6. Studies have shown that there is better compliance with APAP than with CPAP. Possible reasons may be more comfortable treatment from a lower pressure setting or range, and (with machine display or software) immediate feedback on treatment leading to higher levels of satisfaction and improved treatment.

7. Self-titration. If the patient has a smart card and optional software (or ready access to a DME for printouts) and the requisite skills, willingness, and ability (or a helper), he/she can monitor his/her pressure settings and results and find the optimal pressure setting for straight CPAP, or narrow range of settings for APAP, in consultation with the physician. Research:

American Journal of Respiratory and Critical Care Medicine, Can Patients with Obstructive Sleep Apnea Titrate Their Own Continuous Positive Airway Pressure? Quote: Home self-titration of CPAP is as effective as in-laboratory manual titration in the management of patients with OSA.

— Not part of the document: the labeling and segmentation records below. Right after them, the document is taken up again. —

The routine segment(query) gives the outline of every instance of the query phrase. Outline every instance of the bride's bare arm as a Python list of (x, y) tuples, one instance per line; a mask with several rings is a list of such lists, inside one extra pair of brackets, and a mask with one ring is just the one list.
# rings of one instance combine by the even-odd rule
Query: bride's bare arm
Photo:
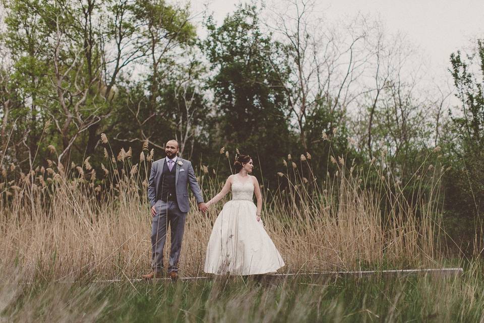
[(225, 181), (225, 185), (222, 188), (222, 190), (216, 195), (212, 198), (210, 201), (207, 202), (207, 206), (210, 206), (213, 204), (215, 204), (225, 196), (227, 193), (230, 191), (230, 187), (232, 186), (232, 175), (228, 177), (227, 181)]
[(252, 176), (252, 180), (254, 181), (254, 192), (257, 198), (257, 216), (260, 217), (261, 212), (262, 211), (262, 193), (261, 192), (261, 187), (259, 185), (259, 182), (257, 181), (255, 176)]

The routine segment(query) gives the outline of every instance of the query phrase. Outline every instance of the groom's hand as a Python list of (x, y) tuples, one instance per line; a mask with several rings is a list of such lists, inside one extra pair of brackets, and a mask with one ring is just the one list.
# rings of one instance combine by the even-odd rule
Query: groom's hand
[(208, 209), (208, 206), (205, 203), (202, 202), (198, 203), (198, 209), (205, 213)]
[(153, 205), (151, 206), (151, 216), (154, 218), (155, 216), (156, 215), (156, 209), (155, 208), (155, 206)]

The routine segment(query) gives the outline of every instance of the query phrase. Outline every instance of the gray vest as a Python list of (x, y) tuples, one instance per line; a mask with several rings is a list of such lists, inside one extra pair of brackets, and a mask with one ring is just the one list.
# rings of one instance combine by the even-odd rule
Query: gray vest
[(175, 188), (175, 177), (176, 164), (173, 164), (171, 172), (168, 167), (168, 163), (165, 162), (164, 164), (156, 199), (162, 200), (165, 202), (169, 199), (176, 201), (176, 190)]

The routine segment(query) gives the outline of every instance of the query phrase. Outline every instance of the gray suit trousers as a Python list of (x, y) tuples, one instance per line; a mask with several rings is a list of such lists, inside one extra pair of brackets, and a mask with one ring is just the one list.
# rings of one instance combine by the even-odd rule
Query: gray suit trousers
[(151, 224), (152, 267), (156, 272), (161, 272), (163, 270), (163, 249), (169, 225), (171, 247), (168, 272), (177, 272), (187, 213), (182, 212), (175, 201), (163, 202), (158, 200), (155, 203), (155, 207), (156, 214), (153, 217)]

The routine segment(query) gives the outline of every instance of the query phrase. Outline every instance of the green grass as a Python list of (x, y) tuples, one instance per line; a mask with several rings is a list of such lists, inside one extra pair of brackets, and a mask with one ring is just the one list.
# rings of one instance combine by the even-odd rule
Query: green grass
[(12, 282), (1, 287), (0, 321), (477, 322), (484, 309), (481, 270), (446, 278)]

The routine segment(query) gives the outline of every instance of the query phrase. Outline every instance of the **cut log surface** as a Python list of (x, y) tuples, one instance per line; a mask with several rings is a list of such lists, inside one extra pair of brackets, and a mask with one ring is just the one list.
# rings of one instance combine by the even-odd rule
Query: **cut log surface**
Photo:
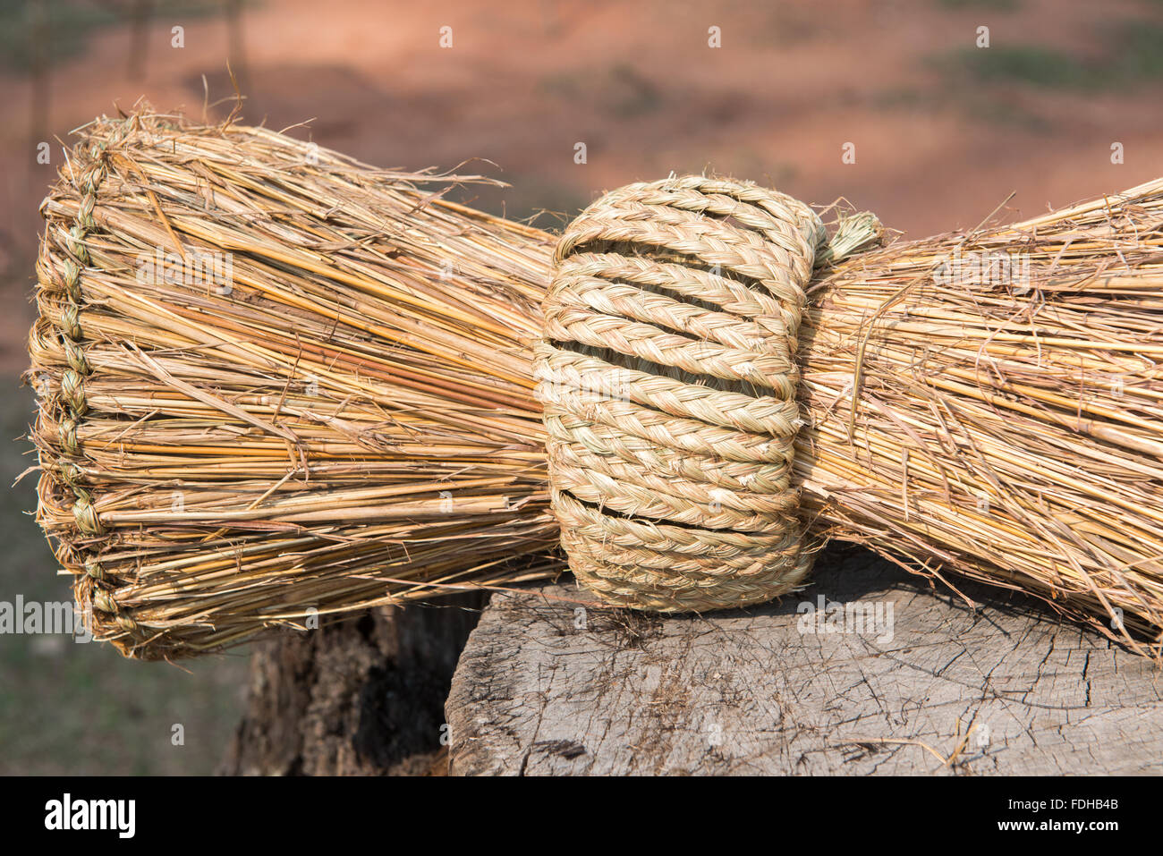
[(445, 705), (450, 772), (1163, 772), (1156, 665), (957, 585), (976, 609), (842, 549), (782, 604), (701, 616), (494, 594)]

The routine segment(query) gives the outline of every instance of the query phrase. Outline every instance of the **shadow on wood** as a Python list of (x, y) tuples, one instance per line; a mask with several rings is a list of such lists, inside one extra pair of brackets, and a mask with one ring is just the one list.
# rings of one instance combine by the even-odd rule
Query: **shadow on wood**
[(385, 607), (255, 645), (226, 775), (444, 775), (443, 704), (483, 598)]
[(494, 594), (445, 706), (450, 772), (1163, 772), (1156, 668), (1021, 595), (980, 608), (870, 552), (745, 611)]

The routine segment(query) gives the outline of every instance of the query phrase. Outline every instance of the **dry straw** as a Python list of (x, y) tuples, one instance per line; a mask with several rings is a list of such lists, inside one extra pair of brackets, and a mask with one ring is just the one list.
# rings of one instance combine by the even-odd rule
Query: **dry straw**
[[(83, 129), (42, 207), (29, 378), (38, 519), (100, 637), (131, 656), (192, 655), (313, 614), (561, 570), (545, 452), (561, 415), (547, 404), (543, 425), (534, 378), (556, 241), (442, 199), (458, 180), (148, 112)], [(868, 224), (848, 221), (840, 243), (863, 241), (854, 222)], [(635, 258), (601, 240), (580, 249)], [(768, 348), (772, 378), (798, 373), (793, 454), (763, 469), (741, 452), (711, 475), (697, 450), (671, 455), (673, 484), (654, 495), (682, 495), (685, 476), (763, 494), (707, 508), (723, 515), (697, 520), (715, 538), (763, 535), (737, 523), (780, 520), (763, 502), (791, 490), (807, 555), (828, 538), (868, 544), (954, 586), (950, 573), (1033, 593), (1157, 656), (1161, 244), (1163, 181), (839, 264), (856, 247), (834, 238), (804, 280), (798, 344), (785, 329), (792, 350)], [(716, 345), (729, 373), (732, 348), (778, 330), (716, 328), (716, 312), (740, 302), (737, 324), (763, 294), (748, 272), (713, 268), (718, 297), (640, 292), (669, 295), (652, 311)], [(549, 323), (576, 336), (577, 313), (558, 309)], [(576, 484), (601, 466), (647, 478), (616, 469), (625, 449), (583, 445), (563, 461)], [(771, 490), (752, 490), (764, 479)], [(558, 516), (569, 494), (578, 515), (655, 526), (579, 492), (557, 491)]]

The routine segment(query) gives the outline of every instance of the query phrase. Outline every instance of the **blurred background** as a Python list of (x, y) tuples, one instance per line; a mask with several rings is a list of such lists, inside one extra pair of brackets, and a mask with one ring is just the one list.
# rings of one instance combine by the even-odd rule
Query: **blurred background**
[[(844, 197), (914, 237), (1013, 191), (1028, 216), (1163, 174), (1160, 0), (5, 0), (0, 601), (70, 598), (35, 473), (9, 488), (33, 463), (20, 374), (62, 145), (143, 98), (220, 120), (231, 72), (249, 123), (378, 166), (484, 171), (512, 186), (464, 201), (549, 229), (672, 170)], [(212, 772), (247, 680), (245, 649), (179, 669), (0, 635), (0, 773)]]

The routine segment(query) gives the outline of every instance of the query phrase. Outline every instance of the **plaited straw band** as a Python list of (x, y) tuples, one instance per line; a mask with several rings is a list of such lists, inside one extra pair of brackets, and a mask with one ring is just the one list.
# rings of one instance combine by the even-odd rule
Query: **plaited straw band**
[(797, 336), (852, 231), (829, 245), (802, 202), (701, 176), (621, 187), (566, 228), (535, 378), (562, 544), (604, 600), (686, 612), (802, 585), (822, 544), (793, 483)]

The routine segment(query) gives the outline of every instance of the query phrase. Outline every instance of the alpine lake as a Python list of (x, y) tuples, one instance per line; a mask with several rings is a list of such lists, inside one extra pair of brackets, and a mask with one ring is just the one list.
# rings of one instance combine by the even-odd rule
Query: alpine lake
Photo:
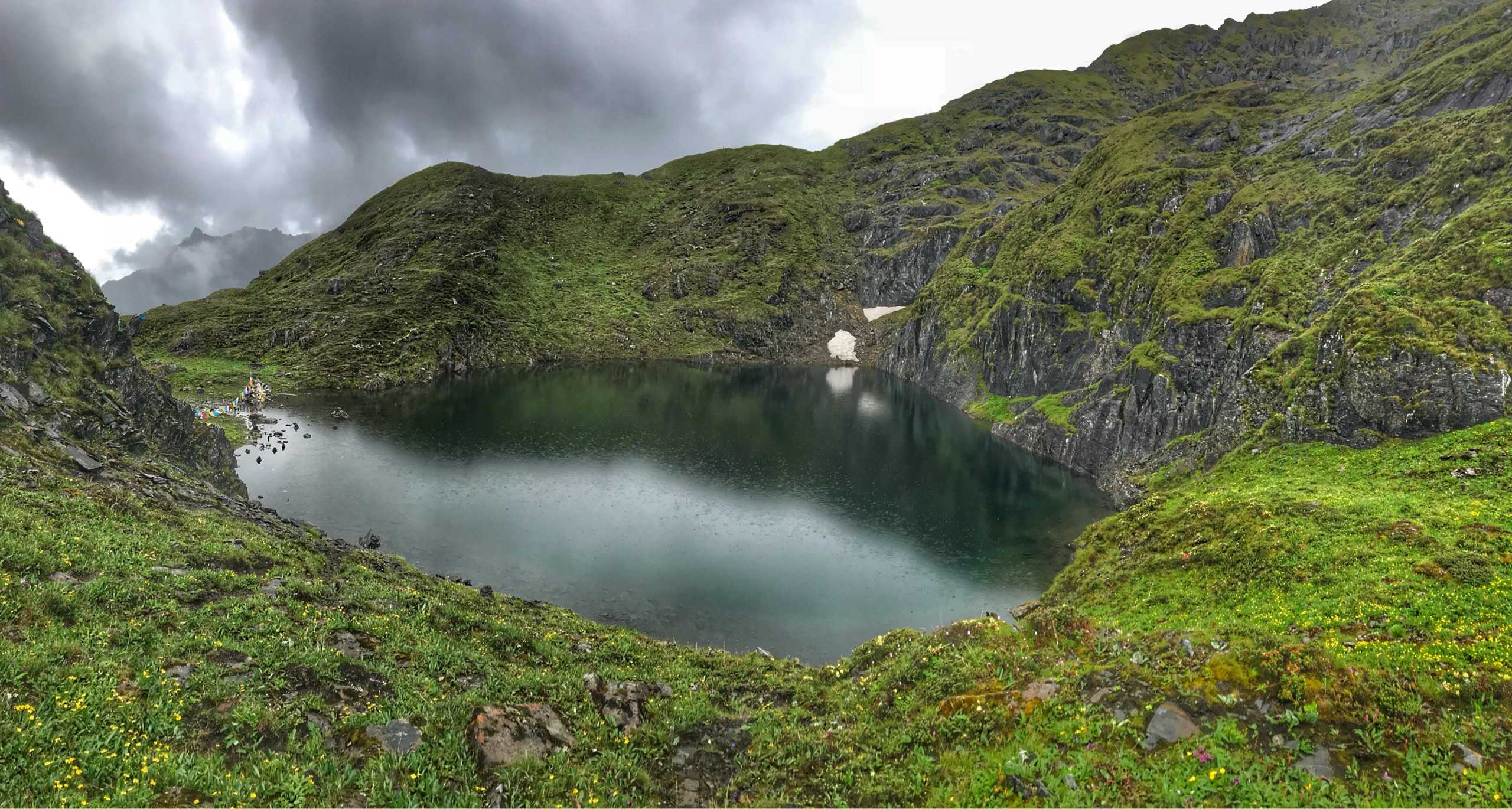
[(862, 367), (549, 366), (271, 404), (237, 466), (287, 517), (653, 637), (813, 664), (1005, 614), (1110, 513), (1089, 479)]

Nonattended home automated continuous positive airway pressure titration: Comparison with polysomnography Quote: Nasal APAP titration in this study correctly identified residual apnea equivalent to the use of PSG. This correct identification allows the physician to accurately access the efficacy of treatment.

8. Once optimal pressure settings are found, with software the patient can monitor his/her progress. Software reports provide specific data for the doctor’s analysis.

9. Use of an APAP may reduce the need for sleep doctor visits (and probably DME visits), if the patient is responsibly managing their own therapy and therapy is assisted by APAP capabilities and software.

10. Use of an APAP reduces the need for subsequent expensive sleep tests since the patient is auto-titrating. Working with a doctor and periodically using a pulse oximeter (borrowed, rented, or purchased), the patient can test for oxygen levels at home with the report interpreted by the doctor.

11. Lower APAP pressure settings may do a better job of reducing or eliminating aerophagia (swallowing air) than higher CPAP pressure settings. Others find that aerophagia is reduced by using CPAP rather than APAP, or by using BiPAP.

12. Some of the Respironics CPAP and APAP machines have exhalation relief, called C-Flex, for patient comfort; if more comfortable, it may result in better compliance. (The current ResMed machine does not have EPR exhalation relief in the APAP mode.) CFlex provides some degree of exhalation relief at a much lower cost than a BiPAP machine, although a BiPAP provides a greater degree of relief for those who require it.